For the scheme to work, he believes arbitrators must be equipped to reach the right decisions. If awards appear arbitrary or inconsistent, it will quickly lose credibility. “That means we need to have enough arbitrators to cope with the potential deluge of cases,” he adds. “They need to have the right skill set and be properly trained. Arbitrators will have a tough job. Imagine having to tell a business that they are not viable and so can’t access the scheme, and what the consequences might be if you get that wrong? You have to wonder how much success the government will have in recruiting enough quality people to do the job.”
Pushed for his personal view on the imposition of a mandatory arbitration scheme in this scenario, he admits to “concerns about the unintended consequences”.
“The government’s idea is that the threat of arbitration will encourage parties to negotiate settlements. But many landlords and tenants were already doing just that, particularly in the run-up to the end of June when the moratorium was meant to expire. Extending the moratorium for another nine months and then having an arbitration process that could take a long time to run its course, especially if it gets snarled up in a backlog of cases, just risks kicking the can even further down the road.”
Another possible consequence is that it could act as an encouragement for tenants to propose CVAs in the new year before the scheme takes effect, which is the “opposite of what the government wants”. But he has little fear the scheme will set a precedent for further encroachment on litigation: “I am hoping that this sort of mandated arbitration scheme is a once-in-a-lifetime event – limited to wartime and pandemics.”
Appeals on the horizon
This year has seen a number of Covid-related cases hit the courts, but it feels like only the beginning – 2022, it seems, will bring more, higher-profile battles. As Ditchburn puts it: “We’ve had all the first instance cases, next we’ll get the appeals.” These include rent disputes between Bank of New York Mellon and tenants including Cineworld and Sports Direct, as well as, he understands, the clash involving Picturehouse Cinemas and the owner of London’s Trocadero.

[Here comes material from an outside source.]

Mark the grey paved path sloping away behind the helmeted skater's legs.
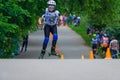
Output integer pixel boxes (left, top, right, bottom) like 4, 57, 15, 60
15, 27, 90, 59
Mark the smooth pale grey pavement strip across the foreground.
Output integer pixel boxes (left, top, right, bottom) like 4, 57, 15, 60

Ditchburn also believes there will be more tenant restructurings in 2022 as the lifting of the moratoriums on rent enforcement draw near, because the arbitration scheme will not apply to all tenants or all rent arrears. “That may result in more challenges reaching the courts,” he says, “particularly with restructuring plans which are still a relatively new process. It would be surprising if we didn’t see some appeals coming out of the new arbitration scheme too.”
After the spate of landlord challenges to CVAs and restructuring plans in 2021, Ditchburn says it is necessary to “pick through the rubble to work out where that has left us”. He adds: “The days of CVAs being an easy win for tenants are, I think, over. The market has come to expect serious landlord opposition to them.”
He says that cases such as the Regis UK CVA challenge, where “the always controversial 75% discount applied to landlords’ votes was found to be wrong”, have shown that it is possible for landlords to get an unfair CVA revoked. In addition, he is waiting to see how the judge’s ruling on “vote swamping” in the New Look case – that it is likely to be unfair for a CVA to compromise landlords where it is passed by the larger votes of unaffected creditors – will affect the market.
With the new year fast approaching, and Ditchburn’s 12-month stint as PLA chair just beginning, it seems fitting to end with some words of inspiration. Asked what his “Christmas message” would be for property litigators hurtling headfirst into 2022, Ditchburn keeps it admirably brief and to the point. “Well done for getting through 2021,” he says. “Have a happy and relaxing Christmas – because there will be a lot to do next year.”